Спектакль получился не помпезный, но красивый. Ведущие собственный диалог костюмы, в которых меньше деталей, но не меньше роскоши, чем в советском драмбалете. Холодные салатные оттенки у Капулетти. Мягкая терракота (отозвавшаяся в цвете бального платья Джульетты) у Монтекки. Алые плащи знатных дам. Золото на черном в сцене бала. Выстроенная художником Юргеном Розе одновременно монументальная и ажурная галерея с легкостью позволяет переносить действие с рыночной площади в бальную залу, от балкона Джульетты в монастырский двор, из спальни в склеп. Но Крэнко, испытавший потрясение в 1956-м, оказался в двусмысленном положении, которое можно охарактеризовать, конечно, и как «благодарную оглядку». Шедевр Лавровского вдохновил на подвиги, но достичь такой же высоты молодой хореограф не смог, а выйти из-под влияния увиденного тоже было не под силу. Если забыть, что спектакль родился в 1962-м, то прямые или невольные цитаты из советского балетного блокбастера (чтобы их перечислить, надо пересказать весь балет) органично вписали бы его в контекст эпохи постмодернизма. Не самую изобретательную и разнообразную хореографическую лексику с лихвой компенсируют мастерски выстроенные мизансцены, массовки, а порой, как в случае Алисии Аматриан (Джульетта), и актерская игра. Сюжет этого спектакля движется прописанной в либретто чередой сцен и драматическим действием без слов, а не танцем, в котором, создается впечатление, постановщик по большому счету не очень-то и нуждался. В обилии представленная красноречивая пантомима (в этом отношении Крэнко выступил наследником и продолжателем давней традиции английского драматизированного балета) сделала бы честь любому театру мимики и жеста. Но что, похоже, занимало Крэнко в первую очередь, так это психологические мотивировки. В этом ему позавидовал бы и Станиславский.

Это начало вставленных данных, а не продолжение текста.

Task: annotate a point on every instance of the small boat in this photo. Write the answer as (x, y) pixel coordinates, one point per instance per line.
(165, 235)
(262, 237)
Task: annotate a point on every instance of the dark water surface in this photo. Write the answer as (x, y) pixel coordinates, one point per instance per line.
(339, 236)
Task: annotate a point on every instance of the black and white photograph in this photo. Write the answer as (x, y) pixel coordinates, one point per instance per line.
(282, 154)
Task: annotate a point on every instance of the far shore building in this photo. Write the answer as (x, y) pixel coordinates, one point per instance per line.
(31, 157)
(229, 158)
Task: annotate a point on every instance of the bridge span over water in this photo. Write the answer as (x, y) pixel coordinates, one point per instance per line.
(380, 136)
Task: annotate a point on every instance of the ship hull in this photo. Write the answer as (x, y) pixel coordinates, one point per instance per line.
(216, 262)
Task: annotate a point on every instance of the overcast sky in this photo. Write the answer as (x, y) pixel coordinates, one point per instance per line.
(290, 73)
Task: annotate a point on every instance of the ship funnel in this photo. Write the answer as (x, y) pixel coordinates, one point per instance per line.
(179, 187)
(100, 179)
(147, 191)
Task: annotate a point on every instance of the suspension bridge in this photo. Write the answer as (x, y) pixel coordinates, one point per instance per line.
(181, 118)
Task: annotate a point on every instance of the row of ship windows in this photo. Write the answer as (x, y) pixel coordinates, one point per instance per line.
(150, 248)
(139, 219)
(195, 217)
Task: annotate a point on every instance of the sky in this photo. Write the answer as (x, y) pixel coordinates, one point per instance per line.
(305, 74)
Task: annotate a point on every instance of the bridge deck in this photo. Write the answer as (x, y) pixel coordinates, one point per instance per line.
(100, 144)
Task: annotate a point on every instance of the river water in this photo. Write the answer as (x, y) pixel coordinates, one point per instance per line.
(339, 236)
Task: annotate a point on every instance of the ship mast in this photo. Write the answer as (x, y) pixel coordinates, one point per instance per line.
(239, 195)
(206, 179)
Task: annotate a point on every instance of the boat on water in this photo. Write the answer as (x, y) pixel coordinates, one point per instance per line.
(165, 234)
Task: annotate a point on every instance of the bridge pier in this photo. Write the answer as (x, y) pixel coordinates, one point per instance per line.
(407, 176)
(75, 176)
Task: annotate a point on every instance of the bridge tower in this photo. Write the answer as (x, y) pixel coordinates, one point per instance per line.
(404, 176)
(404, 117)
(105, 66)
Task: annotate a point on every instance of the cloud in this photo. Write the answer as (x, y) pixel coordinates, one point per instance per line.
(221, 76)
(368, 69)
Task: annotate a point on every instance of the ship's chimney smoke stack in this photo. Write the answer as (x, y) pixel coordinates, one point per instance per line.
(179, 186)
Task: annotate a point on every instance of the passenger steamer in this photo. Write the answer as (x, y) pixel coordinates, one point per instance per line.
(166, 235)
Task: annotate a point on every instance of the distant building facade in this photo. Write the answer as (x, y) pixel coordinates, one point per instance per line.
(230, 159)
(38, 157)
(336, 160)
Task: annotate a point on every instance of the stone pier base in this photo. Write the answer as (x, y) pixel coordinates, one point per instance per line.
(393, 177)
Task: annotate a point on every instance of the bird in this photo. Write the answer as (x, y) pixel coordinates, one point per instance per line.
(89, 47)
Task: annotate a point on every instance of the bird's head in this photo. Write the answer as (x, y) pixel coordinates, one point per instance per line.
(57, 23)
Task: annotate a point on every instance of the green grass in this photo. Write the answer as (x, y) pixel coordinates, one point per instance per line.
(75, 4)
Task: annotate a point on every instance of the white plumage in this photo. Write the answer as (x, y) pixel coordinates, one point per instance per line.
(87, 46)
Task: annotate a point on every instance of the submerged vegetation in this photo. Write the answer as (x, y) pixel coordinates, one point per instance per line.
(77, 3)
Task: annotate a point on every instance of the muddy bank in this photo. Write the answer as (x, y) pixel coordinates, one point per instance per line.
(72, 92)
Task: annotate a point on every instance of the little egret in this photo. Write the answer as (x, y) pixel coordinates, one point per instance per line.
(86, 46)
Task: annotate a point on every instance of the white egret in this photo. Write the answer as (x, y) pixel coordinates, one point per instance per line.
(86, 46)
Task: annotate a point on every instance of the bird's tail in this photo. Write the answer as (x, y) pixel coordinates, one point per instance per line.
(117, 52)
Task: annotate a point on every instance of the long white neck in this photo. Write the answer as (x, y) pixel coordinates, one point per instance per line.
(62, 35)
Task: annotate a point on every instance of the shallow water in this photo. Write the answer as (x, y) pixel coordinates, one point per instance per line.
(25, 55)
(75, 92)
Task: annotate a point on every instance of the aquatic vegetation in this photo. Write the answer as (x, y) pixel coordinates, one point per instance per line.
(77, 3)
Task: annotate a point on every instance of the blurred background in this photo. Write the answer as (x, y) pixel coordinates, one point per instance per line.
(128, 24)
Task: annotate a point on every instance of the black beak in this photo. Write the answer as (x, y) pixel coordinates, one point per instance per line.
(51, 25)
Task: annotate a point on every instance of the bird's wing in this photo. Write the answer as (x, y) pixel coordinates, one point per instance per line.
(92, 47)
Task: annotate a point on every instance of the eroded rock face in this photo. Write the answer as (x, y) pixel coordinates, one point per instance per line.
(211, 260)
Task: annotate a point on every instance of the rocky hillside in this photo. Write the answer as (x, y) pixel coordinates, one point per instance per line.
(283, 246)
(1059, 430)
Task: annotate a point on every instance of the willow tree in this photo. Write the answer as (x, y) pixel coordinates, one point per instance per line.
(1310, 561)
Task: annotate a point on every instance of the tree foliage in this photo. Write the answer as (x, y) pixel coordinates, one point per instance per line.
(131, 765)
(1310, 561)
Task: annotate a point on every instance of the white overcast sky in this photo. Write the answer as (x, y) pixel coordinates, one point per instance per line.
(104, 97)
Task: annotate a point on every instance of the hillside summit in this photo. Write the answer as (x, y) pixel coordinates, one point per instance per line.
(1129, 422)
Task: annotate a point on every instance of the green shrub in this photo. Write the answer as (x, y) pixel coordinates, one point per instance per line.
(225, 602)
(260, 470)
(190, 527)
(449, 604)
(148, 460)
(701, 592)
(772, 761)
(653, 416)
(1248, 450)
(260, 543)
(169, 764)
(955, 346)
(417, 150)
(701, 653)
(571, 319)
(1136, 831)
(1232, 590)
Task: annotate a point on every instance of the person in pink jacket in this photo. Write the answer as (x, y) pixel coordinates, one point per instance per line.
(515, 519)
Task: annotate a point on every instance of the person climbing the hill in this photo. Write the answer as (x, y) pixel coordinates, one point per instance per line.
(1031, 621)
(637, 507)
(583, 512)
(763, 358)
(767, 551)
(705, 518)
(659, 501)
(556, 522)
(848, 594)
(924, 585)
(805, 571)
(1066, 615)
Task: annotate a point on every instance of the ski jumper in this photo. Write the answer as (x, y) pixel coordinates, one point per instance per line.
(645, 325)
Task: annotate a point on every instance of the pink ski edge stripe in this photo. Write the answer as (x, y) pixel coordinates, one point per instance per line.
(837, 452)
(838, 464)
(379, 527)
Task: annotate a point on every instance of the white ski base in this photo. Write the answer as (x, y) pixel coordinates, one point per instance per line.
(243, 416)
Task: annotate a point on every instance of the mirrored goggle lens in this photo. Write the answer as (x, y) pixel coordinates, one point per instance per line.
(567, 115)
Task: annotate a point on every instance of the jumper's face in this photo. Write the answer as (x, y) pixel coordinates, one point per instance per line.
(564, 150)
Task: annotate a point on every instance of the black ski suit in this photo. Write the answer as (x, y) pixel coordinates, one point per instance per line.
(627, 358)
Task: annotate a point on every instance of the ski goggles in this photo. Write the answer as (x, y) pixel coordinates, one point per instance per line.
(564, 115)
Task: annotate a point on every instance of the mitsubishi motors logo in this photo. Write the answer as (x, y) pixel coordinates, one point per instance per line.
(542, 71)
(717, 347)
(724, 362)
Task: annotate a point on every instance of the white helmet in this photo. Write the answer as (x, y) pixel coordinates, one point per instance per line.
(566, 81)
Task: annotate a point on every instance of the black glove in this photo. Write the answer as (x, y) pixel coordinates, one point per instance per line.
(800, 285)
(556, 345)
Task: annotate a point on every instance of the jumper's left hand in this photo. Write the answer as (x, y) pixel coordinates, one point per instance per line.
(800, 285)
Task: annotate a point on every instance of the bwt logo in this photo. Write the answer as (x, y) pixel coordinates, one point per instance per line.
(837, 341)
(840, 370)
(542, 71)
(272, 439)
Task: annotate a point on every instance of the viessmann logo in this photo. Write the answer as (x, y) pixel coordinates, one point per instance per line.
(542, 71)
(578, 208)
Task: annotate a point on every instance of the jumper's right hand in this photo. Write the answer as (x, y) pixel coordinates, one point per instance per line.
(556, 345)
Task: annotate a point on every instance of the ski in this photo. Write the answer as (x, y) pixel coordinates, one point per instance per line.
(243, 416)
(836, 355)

Событием из тех, какие хранят в памяти особо, стал выход в роли леди Капулетти музы Джона Крэнко, первой исполнительницы партии Джульетты, легенды Штутгарт-балета Марсии Хайде. Выход, на который зал не отреагировал ни единым вздохом. Очевидно, среди тех, что смог позволить себе купить билеты, не много оказалось истинных знатоков балетной истории.
В разных ипостасях (как умелых актеров, техничных танцовщиков и чутких стилистов) представил штутгартскую труппу трехактный гала-концерт. Политика поддержки и продвижения молодых талантов, которую вслед за учителем ведет Рид Андерсон, дает плоды. Хорошо знакомого нам неизбывного ощущения кризиса хореографической мысли здесь нет. В репертуаре рядом с такими «монстрами» мирового балета, как Ханс ван Манен или Джон Ноймайер, резидентами Штутгарта Христианом Шпуком и Марко Гёкке, небезызвестными Мауро Бигонцетти, Ициком Галили, Дугласом Ли - «Маленькие чудовища» самого молодого из выращенных в труппе хореографов Демиса Вольпи. Обладатель титула «Надежда-2011» является также и обладателем уникального хореографического мышления, индивидуального, ни на кого не похожего почерка, нетривиального и ненатужного чувства юмора.
Но больше всего в программе гала было, естественно, сочинений Джона Крэнко. В том числе фрагмент из балета «Онегин», премьера которого в исполнении труппы Большого театра ожидается в июле.